Entah kenapa kami merasa cocok saja ngobrol sama Keke. Kami jarang ketemuan tapi sekalinya ketemu ngobrolnya bisa ngalor ngidul ngomongin banyak hal. Mulai dari kerjaan, anak, baju, makanan, macam-macam, deh. Selain karena merasa “nyambung” bisa jadi karena kami memulai usaha di waktu yang hampir bersamaan. Hanya selang sebulan di awal tahun 2013. Jadi tantangan yang dihadapi saat mengembangkan bisnis pun mirip-mirip. Jadi merasa punya teman seperjuangan. Dan entah sudah berapa kali deh kami berkolaborasi selama 5 taun ini.

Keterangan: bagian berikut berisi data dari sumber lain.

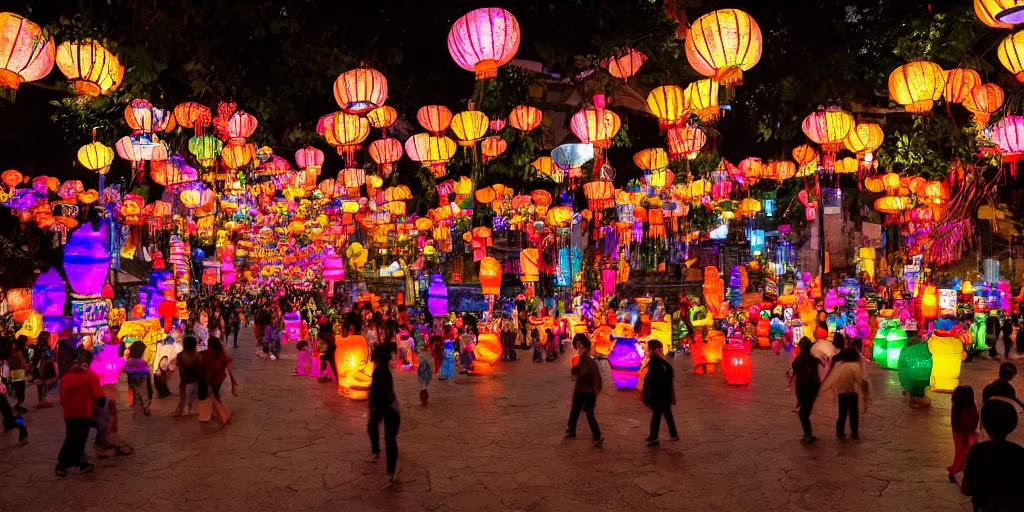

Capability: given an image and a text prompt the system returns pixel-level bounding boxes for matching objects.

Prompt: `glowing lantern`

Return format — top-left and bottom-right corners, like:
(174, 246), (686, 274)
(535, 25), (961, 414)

(0, 12), (55, 100)
(942, 68), (981, 103)
(668, 126), (708, 160)
(63, 222), (111, 296)
(722, 345), (754, 386)
(964, 84), (1005, 126)
(480, 256), (502, 295)
(78, 142), (114, 174)
(928, 330), (964, 393)
(452, 111), (488, 145)
(334, 68), (387, 114)
(889, 60), (942, 114)
(686, 9), (762, 85)
(647, 85), (686, 128)
(601, 48), (647, 80)
(447, 7), (519, 80)
(509, 104), (544, 131)
(569, 109), (622, 147)
(416, 104), (454, 135)
(56, 39), (125, 96)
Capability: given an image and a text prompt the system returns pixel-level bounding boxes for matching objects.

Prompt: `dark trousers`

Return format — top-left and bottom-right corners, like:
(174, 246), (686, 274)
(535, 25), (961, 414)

(797, 386), (818, 437)
(57, 418), (93, 469)
(836, 393), (860, 436)
(367, 407), (401, 473)
(569, 392), (601, 440)
(647, 404), (679, 441)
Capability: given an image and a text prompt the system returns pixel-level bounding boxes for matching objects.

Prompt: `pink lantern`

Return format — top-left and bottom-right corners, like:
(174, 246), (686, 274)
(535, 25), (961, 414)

(449, 7), (519, 80)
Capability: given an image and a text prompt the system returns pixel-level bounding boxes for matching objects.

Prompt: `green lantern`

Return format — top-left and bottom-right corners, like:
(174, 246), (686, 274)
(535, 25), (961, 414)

(897, 343), (932, 398)
(871, 319), (909, 370)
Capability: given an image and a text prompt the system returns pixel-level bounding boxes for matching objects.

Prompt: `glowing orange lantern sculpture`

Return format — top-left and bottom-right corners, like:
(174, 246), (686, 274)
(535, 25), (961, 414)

(334, 68), (387, 114)
(447, 7), (519, 80)
(685, 9), (762, 85)
(889, 60), (946, 114)
(0, 12), (56, 100)
(509, 104), (544, 131)
(56, 39), (125, 96)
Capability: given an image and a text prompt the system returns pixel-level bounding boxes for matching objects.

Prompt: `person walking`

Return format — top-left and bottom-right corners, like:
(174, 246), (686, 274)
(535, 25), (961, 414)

(793, 336), (822, 444)
(643, 340), (679, 446)
(565, 333), (604, 446)
(367, 348), (401, 485)
(54, 350), (106, 478)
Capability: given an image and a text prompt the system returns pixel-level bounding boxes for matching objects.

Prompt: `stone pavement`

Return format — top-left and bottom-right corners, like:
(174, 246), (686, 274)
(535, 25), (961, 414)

(0, 332), (1011, 512)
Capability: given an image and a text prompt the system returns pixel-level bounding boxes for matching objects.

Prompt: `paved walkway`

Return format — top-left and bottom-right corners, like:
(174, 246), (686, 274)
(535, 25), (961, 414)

(0, 333), (1007, 512)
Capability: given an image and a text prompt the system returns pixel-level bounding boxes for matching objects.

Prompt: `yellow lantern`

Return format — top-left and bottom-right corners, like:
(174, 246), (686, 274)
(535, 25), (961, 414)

(889, 60), (946, 114)
(685, 9), (762, 85)
(56, 39), (125, 96)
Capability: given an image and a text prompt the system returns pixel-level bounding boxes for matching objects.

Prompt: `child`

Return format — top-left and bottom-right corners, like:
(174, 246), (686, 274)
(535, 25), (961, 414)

(121, 341), (152, 416)
(416, 345), (434, 406)
(946, 386), (978, 483)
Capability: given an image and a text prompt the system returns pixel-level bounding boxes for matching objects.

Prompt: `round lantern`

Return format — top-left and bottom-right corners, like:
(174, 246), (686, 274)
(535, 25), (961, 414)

(334, 68), (387, 114)
(447, 7), (519, 80)
(56, 39), (125, 96)
(889, 60), (946, 114)
(0, 12), (56, 99)
(686, 9), (762, 85)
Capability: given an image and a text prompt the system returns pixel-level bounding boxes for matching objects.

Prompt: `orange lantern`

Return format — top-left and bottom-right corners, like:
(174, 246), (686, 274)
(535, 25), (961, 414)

(889, 60), (946, 114)
(334, 68), (387, 114)
(685, 9), (762, 85)
(480, 256), (502, 295)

Awal tahun ini, Keke mengajak kami berkolaborasi untuk membuat sharing session seputar bisnis. Sebelumnya kami memang pernah mengajak Keke jadi kontributor untuk artikel Creativepreneur Series, juga tutor untuk LLclass Online Business bersama Ria Sarwono. Jadi semangat banget waktu diajakin bikin lagi. Eh tapi tau-tau dia juga mengajak kami menjadi host untuk event ulang tahun Chic & Darling! Waktu itu kami cuma ketawa aja. Pas bulan Februari, dia serius minta kami jadi host. Saya dan Nike sampai konfirmasi lagi ke dia, “Yakin? Beneran? Kami kan bukan MC” Selama ini kami berdua hanya menjadi host untuk event Living Loving saja. Ternyata memang Keke ingin agar perayaan ulang tahun kelimanya terasa lebih santai dan akrab, kaya ngobrol sama teman.

Dan setelah persiapan yang cukup matang. Termasuk beberapa kali meeting koordinasi dan tektok via e-mail dengan Keke dan tim Chic & Darling. Dua minggu lalu, beneran lho kejadian kami nge-MC. :))

Kamis, 15 Maret 2018 kami membuka rangkaian acara The Darling Journey: Chic & Darling Magical 5th Anniversary di Ruci’s Joint. Rangkaian acara selama 4 hari ini diisi dengan media gathering, pop-up shop beberapa local brand, dan 3 workshop kreatif. Acara pembuka di hari pertama, Kamis, dihadiri oleh teman-teman media, pelanggan setia Chic & Darling, dan teman-teman serta keluarga Keke. Selain cerita soal milestones mulai dari tahun pertama hingga tahun kelima, Keke juga mengumumkan perihal website baru Chic & Darling dan kolaborasinya bersama Abenk Alter.

Website baru Chic & Darling didesain dengan navigasi yang lebih jelas dan lengkap. They also shared more info about what other services that they can offer. Mulai dari kerjasama dengan brand hingga ajakan untuk berkolaborasi. Oh speaking of collaboration, Keke juga mengajak Abenk Alter untuk berkolaborasi untuk kedua kalinya dengan mendesain produk Chic & Darling dengan tema Believe in Magic. Ilustrasi buatan Abenk diaplikasikan pada tote bag, pouch, tas laptop, notebook, hingga scarf. Khusus untuk scarf, profit dari penjualan scarf seri Believe in Magic ini akan didonasikan ke Yayasan Kanker Anak Indonesia.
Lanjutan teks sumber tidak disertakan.